The end of the summer brings good news to recruiters with a predicted surge of new candidates with a case of summer blues. Despite July and August typically being quieter months for recruitment, there’s talk of a job surge in September, as over half of employees –57.1% to be correct– admit that they’re more likely to consider a new job as the summer months come to a close.
According to CV-Library, holding the UK’s largest candidate database of over 10.5 million CVs, figures in September 2015 saw a 13.2% increase in candidates registering their CVs to the site; job applications were up by 7.5% during the same period.
Lee Biggins, founder and managing director of CV-Library, comments: “We’re entering a traditionally busy time in recruitment, so it will be interesting to see how the job market favours, especially given recent concerns in the economy. Post-summer labour market activity always tends to improve, as more people return from their holidays. During this period last year, for example, we saw job creation rise by 17%, and we’re hopeful that we’ll witness a similar increase again this year.”

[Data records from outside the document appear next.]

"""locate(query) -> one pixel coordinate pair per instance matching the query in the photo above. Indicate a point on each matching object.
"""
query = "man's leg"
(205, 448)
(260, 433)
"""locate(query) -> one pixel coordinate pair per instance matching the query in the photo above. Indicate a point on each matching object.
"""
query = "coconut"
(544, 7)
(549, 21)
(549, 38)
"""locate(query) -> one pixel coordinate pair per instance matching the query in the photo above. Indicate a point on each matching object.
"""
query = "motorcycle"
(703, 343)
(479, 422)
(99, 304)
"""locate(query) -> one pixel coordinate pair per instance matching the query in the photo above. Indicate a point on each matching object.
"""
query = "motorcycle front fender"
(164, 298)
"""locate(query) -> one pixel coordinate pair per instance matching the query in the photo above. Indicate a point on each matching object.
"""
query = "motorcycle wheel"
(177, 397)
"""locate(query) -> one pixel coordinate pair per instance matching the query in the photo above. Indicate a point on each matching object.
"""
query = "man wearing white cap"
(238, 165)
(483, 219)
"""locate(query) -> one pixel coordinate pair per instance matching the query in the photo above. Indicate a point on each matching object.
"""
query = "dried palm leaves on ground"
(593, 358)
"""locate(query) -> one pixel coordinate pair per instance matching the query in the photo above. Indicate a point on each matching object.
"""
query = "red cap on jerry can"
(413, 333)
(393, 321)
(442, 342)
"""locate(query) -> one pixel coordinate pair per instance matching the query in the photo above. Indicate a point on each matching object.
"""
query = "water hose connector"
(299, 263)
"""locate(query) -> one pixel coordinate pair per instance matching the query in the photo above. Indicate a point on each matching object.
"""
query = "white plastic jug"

According to CV-Library’s research, 70.1% find it difficult to get back into a routine after a summer holiday, with nearly three quarters (72.3%) admitting that it takes one to two days to adjust to work post-holiday. Other key findings from the study of over 2,200 UK workers include:
- Over half (55.8%) think that workplace morale drops as the summer comes to an end
- 86.9% said it’s an employer’s responsibility to keep morale up
- But 79.4% stated that their employer does not make allowances for post-summer blues.

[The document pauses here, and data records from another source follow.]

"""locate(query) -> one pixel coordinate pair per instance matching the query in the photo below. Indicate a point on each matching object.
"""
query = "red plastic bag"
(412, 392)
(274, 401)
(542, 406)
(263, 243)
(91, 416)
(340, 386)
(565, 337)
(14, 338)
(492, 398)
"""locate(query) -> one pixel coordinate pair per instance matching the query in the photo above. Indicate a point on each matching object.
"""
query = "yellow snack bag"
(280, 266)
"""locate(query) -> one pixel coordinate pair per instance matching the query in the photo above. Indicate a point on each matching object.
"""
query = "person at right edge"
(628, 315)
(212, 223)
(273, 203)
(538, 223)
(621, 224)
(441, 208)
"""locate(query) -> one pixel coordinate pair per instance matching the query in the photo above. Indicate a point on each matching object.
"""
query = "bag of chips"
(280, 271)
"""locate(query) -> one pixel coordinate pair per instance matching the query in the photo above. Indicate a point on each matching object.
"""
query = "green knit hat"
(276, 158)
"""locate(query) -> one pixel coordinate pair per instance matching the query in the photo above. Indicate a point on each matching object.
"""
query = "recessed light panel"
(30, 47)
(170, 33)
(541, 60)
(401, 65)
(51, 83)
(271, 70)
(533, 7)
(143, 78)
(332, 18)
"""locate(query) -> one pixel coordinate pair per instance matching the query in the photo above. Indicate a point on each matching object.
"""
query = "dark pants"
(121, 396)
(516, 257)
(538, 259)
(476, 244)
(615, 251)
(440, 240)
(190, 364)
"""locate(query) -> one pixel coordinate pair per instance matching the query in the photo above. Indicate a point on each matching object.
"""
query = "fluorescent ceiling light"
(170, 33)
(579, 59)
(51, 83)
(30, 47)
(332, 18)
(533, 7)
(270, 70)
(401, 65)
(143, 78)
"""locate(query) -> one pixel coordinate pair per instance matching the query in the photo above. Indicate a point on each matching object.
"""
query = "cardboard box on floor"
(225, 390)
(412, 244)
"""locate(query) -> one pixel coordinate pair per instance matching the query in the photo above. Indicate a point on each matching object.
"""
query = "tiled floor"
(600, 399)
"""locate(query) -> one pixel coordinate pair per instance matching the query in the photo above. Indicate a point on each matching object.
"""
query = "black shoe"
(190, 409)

Biggins continues: “It’s clear that the post-summer blues can get Brits down, with many struggling to readjust to the working day. Implementing a robust process which helps to ease people back into work post-holiday is extremely important. Our research tells us that employees feel much better if they have an update meeting on return, followed by time to catch up on emails and projects, as well as speaking with team members and having enough time to create a priority list. Ensuring you accommodate these needs can help workers feel more positive about their return to work after a summer break and may prevent employees looking for work elsewhere.”
The research found that workers find the following factors most difficult about returning to work after a summer break: getting up early (28.4%), getting back into a routine (25.1%), catching up on work (17.9%), catching up on emails (10.9%), staying motivated (8.5%) and dealing with work stress (5.8%).
Get prepared fellow recruiters for the influx of blue candidates!